All of us lead complex lives, and Bill was no different. From his birth on April 2, 1941, in the tiny hamlet of Minitonas in central Manitoba to his death on June 12, 2012, in Toronto, Bill faced many challenges and touched many lives. After his passing, the caring front-line staff at the Good Neighbours’ Club and other agencies that work directly with people who are homeless asked themselves tough questions. And they raised critical comments about the gaps in supports and services that would allow a senior citizen to die in such a miserable way.
It is a credit to these staff and agencies that they care enough to re-commit themselves to the important work of offering practical support and friendship to people who live literally on the margins. And there is a clear challenge to the City of Toronto and the Toronto Drop-in Network not only to ensure that people like Bill are not ‘lost’ on our streets, but also that the city improves its palliative supports for older people living on or close to the streets who are struggling with poor health.

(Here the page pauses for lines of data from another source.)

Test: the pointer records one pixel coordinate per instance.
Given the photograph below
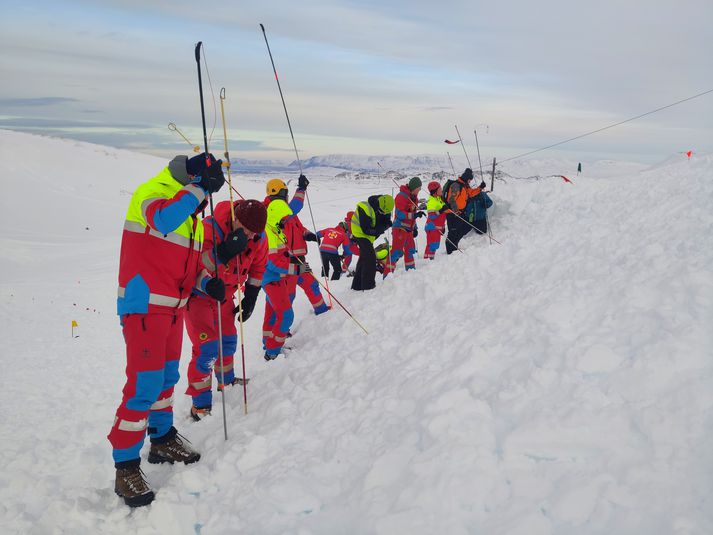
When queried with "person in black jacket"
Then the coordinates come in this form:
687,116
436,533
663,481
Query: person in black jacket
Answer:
370,220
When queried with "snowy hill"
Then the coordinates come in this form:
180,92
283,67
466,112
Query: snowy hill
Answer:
557,383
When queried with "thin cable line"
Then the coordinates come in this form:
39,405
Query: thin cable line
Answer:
605,128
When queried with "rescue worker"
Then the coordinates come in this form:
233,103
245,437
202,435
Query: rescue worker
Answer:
436,220
242,253
481,203
158,265
370,220
300,272
283,229
353,247
456,198
330,241
404,229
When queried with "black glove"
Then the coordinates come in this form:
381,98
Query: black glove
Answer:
215,287
233,245
211,179
248,302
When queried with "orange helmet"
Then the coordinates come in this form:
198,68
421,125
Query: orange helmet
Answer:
274,186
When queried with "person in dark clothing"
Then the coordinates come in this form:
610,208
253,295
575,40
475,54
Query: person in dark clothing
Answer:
370,220
481,203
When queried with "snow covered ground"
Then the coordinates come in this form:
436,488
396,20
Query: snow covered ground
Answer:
558,383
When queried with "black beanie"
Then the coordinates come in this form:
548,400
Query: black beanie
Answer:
195,165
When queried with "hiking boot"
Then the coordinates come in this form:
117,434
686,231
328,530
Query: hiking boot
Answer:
131,484
172,447
199,413
236,381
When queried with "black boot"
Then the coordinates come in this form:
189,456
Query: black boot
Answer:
131,484
172,447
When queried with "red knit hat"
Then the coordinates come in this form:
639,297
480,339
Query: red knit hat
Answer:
252,215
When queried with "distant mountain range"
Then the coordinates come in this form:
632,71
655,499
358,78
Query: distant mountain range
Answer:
348,162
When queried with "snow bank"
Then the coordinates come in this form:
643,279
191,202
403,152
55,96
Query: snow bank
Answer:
557,383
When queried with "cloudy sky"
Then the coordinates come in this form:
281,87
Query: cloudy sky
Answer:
364,77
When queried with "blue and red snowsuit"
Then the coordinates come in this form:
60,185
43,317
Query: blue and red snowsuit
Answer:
298,274
160,251
435,226
331,240
202,311
402,242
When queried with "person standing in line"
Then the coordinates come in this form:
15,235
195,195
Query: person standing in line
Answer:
160,250
404,230
456,197
331,240
242,254
370,220
436,220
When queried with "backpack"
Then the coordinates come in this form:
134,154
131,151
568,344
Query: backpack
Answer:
446,190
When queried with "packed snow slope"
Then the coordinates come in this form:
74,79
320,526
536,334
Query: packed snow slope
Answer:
557,383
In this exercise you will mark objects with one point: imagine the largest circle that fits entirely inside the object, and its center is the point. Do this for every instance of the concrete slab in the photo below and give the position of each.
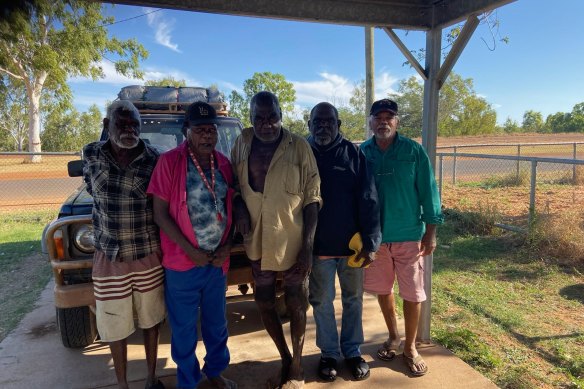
(32, 356)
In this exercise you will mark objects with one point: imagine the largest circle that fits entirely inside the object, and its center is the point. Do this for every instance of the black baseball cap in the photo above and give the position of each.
(201, 113)
(383, 105)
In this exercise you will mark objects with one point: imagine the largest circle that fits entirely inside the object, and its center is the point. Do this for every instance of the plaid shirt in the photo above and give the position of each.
(122, 212)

But there is a collective responsibility that reaches beyond the small network of agencies and services that operate with a painfully small level of funding and other resources to support people who are homeless. Two months after Bill’s death, the Economist magazine rated Toronto as the fourth most ‘livable’ city in the world. The tragic death of Bill Buss not only reminds us of the ‘other’ Toronto – where people who are homeless or poorly housed bear a heavy burden of illness and premature death (as noted in the Street Health report, Unequal City and other research documents) – but his death stands as an urgent call to action to ensure that all the residents of Toronto have access to the basics for good health – including a good home.
Everyone in Toronto, the well-housed and those without any housing, should join together to demand that our municipal, provincial and federal governments join with the community and private sectors in a comprehensive initiative to end homelessness in Toronto. Other cities, including Calgary with its dynamic and multi-sectoral Calgary Homeless Foundation, have robust initiatives that are making a positive difference.
In 2006, the Wellesley Institute published our Blueprint to End Homelessness in Toronto. Seven years later, some of the data may be out-of-date, but the overall goal remains within our reach: We can end homelessness in Toronto by ensuring that everyone has a good place to call home, with proper supports and services. It’s long past time to launch that community-wide campaign.